When I was a kid in Japan, my family would make the requisite trek out every spring to see the cherry trees, or sakura, blooming at places like the Imperial Palace (above) or Ueno Park, which is better known the rest of the year for a bustling train station and crowded market with smelly fish vendors. Sakura-viewing is such a historically significant cultural event in Japan that it has its own name: Hanami, or “flower-viewing.”
People — individuals, couples in love, entire families — stroll parks and avenues for Hanami and marvel at the fleeting beauty of the cherry blossoms, which bloom and then fall too soon as everyone picnics beneath the lovely pink cascade.The country feels so strongly about its precious sakura, that in 1912 Japan made a gift of friendship of 3,000 cherry trees to the United States. They were planted in Washington D.C., around the Tidal Basin (near the Jefferson Memorial), East Potomac Park and around the Washington Monument.
Those trees have become a springtime ritual for Americans as well, a popular seasonal tourist attraction. There’s a National Cherry Blossom Festival in Washington that runs from March 20-April 27 this year, with events throughout the month, as well as lots of “hanami,” except we call it “bloom watching.”
When my family moved Stateside in the 1960s and lived in northern Virginia, we would visit D.C. every spring to enjoy the sakura there.
My father even planted a cherry tree in our front yard in Sterling Park, the subdivision where we lived. It was a scrawny thing with a few blossoms when we were there. We moved to Denver in the ’70s but the tree is still there at our old ranch home, and it’s now huge and pokes at the sky with authority.
I bet it’s beautiful in the spring. Because of the warm weather, the cherry trees bloomed early in Washington.Japan is commemorating the centennial of that gift of sakura this year, and the Consul General of Japan at Denver last weekend hosted a tree planting at Town Center Park at Green Valley Ranch, a new subdivision off Pena Blvd. close to Denver International Airport.
The event was supported by the Japan America Society of Colorado and Soko Gakkai International, a Buddhist sect that’s known for planting cherry trees worldwide, and which brought dozens of volunteers to help dig new homes for the trees.
The day was chilly and windier than mere bluster, and the attendees shivered through some speeches before walking around the lake and planting the trees along a walk that gives a nice view of the front range looming up above the horizon to the west. These trees have a nice home. The park plans to plant a total of 200 trees over time. They’ll have to be hardier than the ones that thrive in Washington’s humid climes — I’ve seen only a few cherry trees in Colorado. My father never planted one after we moved here.

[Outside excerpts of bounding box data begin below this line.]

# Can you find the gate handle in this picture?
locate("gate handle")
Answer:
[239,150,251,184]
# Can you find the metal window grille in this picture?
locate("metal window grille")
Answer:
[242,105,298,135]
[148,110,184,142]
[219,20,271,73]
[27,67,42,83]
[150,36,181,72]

The Consulate threw a nice party inside the community center following the planting, with a banquet featuring three giant sushi boats provided by Japon, and a tea ceremony and lilting koto music by master performer Junko Shigeta.
For the many non-Japanese in the room (and for the Japanese Americans, for that matter), it may have been the first time they enjoyed such cultural traditions. I’ve watched a tea ceremony, and tasted the tea after a ceremony, but never was taught until now, how to turn the large tea cup, sip three times and finish the serving with a fourth gulp, and then wipe the bowl and turn it again.
Japanese culture is all about rituals, like the ritual of hanami. It’ll take a while for Coloradans to be able to picnic under the trees at Green Valley Ranch, but it’ll be a beautiful ritual when they do.